System Evaluation Methods for Web Retrieval Tasks Considering Hyperlink Structure

Koji Eguchi
National Institute of Informatics
2-1-2 Hitotsubashi, Chiyoda-ku, Tokyo 101-8430, Japan
Keizo Oyama
National Institute of Informatics
2-1-2 Hitotsubashi, Chiyoda-ku, Tokyo 101-8430, Japan
Emi Ishida
National Institute of Informatics
2-1-2 Hitotsubashi, Chiyoda-ku, Tokyo 101-8430, Japan
Noriko Kando
National Institute of Informatics
2-1-2 Hitotsubashi, Chiyoda-ku, Tokyo 101-8430, Japan
Kazuko Kuriyama
Shirayuri College
1-25 Midorigaoka, Chofu-shi, Tokyo 182-8525, Japan


The authors conducted `Web Retrieval Task' ('NTCIR-3 WEB') from 2001 to 2002 at the Third NTCIR Workshop. In the NTCIR-3 WEB, they evaluated on searches using various types of user input, user models and document models. As the document data sets, they constructed 100- and 10-gigabyte document collections that were gathered from the `.jp' domain. The user input was given as query term(s), sentence, and document(s). They assumed two user models where comprehensive relevant documents are required, and where precision of the top-ranked results is emphasized. They also assumed several document models, such as a document as an individual page, and a document as a page set connected by hyperlinks. This paper discusses evaluation methods taking hyperlink structure into consideration, which is one of the distinctive proposals made in NTCIR-3 WEB. Through the evaluation results, they suggested that the link-based techniques perform effectively when short queries are input.

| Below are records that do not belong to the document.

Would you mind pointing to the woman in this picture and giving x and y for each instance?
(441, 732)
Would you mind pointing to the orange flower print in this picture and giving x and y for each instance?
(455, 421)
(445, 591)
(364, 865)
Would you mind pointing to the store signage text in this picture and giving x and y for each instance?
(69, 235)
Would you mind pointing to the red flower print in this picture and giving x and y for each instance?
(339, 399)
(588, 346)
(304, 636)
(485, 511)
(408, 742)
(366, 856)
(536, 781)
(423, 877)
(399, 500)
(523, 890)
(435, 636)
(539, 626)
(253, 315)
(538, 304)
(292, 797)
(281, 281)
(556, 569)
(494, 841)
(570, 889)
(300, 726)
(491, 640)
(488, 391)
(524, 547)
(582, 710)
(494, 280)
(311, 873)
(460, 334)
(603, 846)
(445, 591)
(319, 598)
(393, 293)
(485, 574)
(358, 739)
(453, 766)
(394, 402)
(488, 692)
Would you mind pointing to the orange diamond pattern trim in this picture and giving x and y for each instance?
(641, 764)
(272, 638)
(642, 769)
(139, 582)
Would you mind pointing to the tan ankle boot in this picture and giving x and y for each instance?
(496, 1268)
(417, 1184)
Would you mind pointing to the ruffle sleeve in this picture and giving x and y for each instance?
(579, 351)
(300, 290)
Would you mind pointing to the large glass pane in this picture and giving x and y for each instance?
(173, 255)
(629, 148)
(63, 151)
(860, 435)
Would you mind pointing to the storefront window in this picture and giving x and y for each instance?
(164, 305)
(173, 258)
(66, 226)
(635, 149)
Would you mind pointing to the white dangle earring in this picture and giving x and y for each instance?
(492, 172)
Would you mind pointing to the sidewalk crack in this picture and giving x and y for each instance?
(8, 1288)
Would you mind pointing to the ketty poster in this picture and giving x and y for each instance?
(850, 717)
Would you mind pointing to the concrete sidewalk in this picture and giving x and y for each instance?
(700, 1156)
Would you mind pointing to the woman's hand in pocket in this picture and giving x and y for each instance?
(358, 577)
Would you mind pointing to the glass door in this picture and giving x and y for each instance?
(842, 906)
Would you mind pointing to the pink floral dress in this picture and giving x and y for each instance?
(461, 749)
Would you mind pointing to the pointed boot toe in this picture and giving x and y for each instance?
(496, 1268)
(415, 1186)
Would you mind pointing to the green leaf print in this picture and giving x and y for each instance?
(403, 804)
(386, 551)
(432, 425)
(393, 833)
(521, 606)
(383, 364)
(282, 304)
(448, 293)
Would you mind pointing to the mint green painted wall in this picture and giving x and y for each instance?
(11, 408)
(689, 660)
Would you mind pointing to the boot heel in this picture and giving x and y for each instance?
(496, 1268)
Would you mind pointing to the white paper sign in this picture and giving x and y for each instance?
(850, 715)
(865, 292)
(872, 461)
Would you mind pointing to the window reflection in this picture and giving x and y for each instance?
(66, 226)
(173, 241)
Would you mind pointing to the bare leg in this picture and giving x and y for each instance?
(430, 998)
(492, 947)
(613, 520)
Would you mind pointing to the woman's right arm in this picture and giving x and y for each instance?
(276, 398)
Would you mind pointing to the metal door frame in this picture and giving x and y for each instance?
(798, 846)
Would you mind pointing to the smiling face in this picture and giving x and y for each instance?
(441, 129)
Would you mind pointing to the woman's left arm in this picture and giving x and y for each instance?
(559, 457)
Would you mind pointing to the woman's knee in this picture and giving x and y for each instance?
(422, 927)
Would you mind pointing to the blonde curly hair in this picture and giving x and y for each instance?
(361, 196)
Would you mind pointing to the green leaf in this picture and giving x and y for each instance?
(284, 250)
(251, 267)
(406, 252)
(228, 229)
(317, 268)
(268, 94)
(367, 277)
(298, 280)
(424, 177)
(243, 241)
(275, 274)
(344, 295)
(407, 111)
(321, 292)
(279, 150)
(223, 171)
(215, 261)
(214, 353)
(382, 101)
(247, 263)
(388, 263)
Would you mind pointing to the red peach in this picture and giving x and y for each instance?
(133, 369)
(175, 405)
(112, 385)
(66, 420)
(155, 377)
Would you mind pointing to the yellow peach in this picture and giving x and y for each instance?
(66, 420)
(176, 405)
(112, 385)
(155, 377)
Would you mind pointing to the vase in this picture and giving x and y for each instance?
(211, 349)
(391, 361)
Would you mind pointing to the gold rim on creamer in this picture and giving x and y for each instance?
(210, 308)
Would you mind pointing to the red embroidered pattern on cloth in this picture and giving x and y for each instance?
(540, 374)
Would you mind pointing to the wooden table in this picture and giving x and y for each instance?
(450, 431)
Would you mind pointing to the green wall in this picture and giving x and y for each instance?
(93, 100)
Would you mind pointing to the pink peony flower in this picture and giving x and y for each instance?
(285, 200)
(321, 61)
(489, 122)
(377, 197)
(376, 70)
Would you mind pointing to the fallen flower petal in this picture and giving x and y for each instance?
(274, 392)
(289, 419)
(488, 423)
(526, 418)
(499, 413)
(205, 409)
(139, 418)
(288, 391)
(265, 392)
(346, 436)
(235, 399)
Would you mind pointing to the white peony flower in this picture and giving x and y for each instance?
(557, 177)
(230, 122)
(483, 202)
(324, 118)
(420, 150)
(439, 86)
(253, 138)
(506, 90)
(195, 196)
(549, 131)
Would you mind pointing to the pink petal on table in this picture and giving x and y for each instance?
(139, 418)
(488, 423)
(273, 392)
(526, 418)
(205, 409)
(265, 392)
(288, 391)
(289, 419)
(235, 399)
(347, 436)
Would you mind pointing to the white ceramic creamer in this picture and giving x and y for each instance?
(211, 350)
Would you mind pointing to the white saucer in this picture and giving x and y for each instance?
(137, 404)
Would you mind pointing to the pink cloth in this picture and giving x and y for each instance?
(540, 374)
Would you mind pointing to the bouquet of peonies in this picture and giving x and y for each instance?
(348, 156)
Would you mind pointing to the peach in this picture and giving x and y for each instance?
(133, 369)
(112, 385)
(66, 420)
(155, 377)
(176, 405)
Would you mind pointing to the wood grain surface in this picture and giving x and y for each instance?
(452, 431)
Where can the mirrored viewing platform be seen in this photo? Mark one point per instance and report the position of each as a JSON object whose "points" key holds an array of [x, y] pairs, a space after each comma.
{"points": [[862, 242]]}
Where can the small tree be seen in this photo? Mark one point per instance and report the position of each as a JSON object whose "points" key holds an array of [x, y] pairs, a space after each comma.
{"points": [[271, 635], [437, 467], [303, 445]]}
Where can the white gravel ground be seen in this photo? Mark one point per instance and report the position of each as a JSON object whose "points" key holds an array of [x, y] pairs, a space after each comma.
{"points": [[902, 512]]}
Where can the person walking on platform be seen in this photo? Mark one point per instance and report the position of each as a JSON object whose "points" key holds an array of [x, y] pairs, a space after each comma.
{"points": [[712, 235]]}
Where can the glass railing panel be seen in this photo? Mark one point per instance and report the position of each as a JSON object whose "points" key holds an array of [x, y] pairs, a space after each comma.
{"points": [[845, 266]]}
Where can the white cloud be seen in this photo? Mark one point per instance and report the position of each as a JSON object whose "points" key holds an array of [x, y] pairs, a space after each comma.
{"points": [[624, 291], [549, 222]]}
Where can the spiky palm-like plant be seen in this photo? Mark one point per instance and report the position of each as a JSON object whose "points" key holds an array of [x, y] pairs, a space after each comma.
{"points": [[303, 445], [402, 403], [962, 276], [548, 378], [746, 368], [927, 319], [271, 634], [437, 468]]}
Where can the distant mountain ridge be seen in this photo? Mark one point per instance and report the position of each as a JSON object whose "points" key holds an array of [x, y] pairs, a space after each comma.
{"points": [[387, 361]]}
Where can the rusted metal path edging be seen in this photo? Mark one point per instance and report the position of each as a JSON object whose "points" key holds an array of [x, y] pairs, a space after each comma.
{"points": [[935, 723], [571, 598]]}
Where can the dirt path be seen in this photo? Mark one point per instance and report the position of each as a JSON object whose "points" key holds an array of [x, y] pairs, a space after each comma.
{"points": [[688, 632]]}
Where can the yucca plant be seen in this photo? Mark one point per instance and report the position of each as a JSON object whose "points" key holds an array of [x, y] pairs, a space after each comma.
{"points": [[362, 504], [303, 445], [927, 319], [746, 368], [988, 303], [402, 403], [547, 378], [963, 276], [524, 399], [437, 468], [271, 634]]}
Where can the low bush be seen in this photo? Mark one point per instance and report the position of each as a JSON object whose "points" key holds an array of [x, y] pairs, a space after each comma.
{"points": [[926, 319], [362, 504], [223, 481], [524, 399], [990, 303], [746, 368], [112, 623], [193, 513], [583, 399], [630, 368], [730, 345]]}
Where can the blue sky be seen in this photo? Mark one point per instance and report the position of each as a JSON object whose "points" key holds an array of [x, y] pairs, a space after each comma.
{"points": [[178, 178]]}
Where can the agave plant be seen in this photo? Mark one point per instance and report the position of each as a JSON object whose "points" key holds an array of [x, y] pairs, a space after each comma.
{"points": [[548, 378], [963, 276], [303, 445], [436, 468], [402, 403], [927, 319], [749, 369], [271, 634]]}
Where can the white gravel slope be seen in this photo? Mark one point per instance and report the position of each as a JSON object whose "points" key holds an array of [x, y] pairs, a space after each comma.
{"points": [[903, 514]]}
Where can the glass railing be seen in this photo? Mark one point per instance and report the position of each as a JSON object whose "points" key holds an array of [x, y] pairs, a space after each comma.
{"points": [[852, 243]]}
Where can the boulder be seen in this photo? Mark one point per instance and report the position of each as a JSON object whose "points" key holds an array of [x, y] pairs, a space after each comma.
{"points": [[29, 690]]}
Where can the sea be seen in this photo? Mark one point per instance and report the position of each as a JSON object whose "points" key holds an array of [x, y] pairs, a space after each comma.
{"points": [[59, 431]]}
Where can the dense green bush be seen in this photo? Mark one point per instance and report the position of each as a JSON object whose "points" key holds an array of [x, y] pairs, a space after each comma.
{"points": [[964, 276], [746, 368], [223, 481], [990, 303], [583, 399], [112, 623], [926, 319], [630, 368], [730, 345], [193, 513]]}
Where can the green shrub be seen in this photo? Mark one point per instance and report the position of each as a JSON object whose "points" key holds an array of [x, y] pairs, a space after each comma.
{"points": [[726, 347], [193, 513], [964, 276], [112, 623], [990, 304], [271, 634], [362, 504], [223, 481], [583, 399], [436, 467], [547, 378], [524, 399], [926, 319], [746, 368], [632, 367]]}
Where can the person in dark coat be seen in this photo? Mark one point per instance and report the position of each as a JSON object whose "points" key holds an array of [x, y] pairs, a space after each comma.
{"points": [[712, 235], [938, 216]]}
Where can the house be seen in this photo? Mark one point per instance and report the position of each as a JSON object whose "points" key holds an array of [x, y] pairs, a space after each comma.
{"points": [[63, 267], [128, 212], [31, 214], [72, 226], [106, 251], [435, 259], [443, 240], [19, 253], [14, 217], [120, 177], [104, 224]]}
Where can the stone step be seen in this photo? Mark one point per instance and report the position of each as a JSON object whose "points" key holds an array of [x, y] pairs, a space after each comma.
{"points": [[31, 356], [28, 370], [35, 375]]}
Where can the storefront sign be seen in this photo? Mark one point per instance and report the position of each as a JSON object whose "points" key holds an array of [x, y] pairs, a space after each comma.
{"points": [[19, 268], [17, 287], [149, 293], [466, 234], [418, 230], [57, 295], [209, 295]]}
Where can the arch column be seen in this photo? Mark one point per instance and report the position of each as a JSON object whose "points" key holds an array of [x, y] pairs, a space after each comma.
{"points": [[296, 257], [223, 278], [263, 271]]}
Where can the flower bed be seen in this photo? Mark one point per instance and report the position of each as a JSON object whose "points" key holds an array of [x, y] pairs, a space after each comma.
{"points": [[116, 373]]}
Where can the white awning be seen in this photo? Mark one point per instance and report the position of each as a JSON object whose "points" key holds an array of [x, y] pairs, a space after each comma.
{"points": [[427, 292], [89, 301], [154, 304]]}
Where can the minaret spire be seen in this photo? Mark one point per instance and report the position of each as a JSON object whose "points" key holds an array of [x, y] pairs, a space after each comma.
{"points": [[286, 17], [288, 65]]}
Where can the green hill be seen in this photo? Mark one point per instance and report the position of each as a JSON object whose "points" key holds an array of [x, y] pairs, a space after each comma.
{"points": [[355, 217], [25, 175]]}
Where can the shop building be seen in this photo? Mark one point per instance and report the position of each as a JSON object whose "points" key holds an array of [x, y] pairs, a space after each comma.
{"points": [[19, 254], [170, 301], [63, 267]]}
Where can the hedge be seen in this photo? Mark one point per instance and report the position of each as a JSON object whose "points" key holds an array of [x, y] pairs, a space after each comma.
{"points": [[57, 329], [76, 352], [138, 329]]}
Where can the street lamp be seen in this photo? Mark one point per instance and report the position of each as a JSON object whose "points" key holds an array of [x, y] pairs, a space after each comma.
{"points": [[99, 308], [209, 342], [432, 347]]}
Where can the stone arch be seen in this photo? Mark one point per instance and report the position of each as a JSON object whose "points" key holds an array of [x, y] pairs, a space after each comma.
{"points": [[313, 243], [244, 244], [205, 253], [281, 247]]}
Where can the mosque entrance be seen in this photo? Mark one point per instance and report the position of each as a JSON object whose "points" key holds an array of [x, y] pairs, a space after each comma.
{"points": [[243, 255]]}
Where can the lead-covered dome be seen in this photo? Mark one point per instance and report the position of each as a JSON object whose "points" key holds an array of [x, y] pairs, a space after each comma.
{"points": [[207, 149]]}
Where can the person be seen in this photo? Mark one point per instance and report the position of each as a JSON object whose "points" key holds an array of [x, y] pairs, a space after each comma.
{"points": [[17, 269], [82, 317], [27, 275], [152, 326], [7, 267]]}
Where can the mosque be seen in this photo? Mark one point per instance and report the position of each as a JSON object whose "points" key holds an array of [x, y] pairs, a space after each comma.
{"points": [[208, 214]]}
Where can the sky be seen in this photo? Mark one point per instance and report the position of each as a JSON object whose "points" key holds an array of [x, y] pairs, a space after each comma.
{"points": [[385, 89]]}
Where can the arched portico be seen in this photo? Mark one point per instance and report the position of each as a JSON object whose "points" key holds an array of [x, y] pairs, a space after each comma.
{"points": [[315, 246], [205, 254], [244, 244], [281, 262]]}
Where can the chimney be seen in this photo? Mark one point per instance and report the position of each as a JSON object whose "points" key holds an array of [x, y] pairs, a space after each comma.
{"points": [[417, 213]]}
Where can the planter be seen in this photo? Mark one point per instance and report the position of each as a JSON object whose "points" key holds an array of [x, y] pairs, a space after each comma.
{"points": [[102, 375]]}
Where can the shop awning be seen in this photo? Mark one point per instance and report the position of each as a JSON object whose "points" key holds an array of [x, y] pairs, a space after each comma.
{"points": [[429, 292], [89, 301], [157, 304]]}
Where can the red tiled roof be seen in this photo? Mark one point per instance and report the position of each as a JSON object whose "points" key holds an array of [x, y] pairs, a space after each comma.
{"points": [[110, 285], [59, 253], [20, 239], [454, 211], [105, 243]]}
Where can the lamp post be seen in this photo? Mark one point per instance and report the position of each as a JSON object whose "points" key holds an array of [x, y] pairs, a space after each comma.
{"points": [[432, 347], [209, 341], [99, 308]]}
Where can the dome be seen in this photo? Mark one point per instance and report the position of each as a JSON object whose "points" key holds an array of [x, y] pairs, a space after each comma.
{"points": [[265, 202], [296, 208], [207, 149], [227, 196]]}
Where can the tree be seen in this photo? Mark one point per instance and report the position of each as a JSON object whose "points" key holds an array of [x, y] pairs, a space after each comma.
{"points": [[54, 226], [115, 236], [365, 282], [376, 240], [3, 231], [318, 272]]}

Evaluation methods, Test collections, Web information retrieval


This paper discusses evaluation methods considering hypelink structure, which were proposed in `NTCIR-3 WEB' [3,2,8]. In the NTCIR-3 WEB, we attempted to assess the retrieval effectiveness of Web search engine systems using a common data set, and to build re-usable test collections that are suitable for evaluating Web information retrieval systems. TREC Web Tracks [4] are well-known workshops that have an objective to research the retrieval of large-scale Web document data. They assessed the relevance only on information given in English text, not considering hyperlinks. The NTCIR-3 WEB was another workshop that used 100- and 10-gigabyte document data mainly gathered from the `.jp' domain. Relevance judgment was performed on the retrieved documents that were written in Japanese or English, partially considering hyperlinks. By considering the hyperlinks, not only `authority pages' but also `hub pages' [7] may be judged as relevant.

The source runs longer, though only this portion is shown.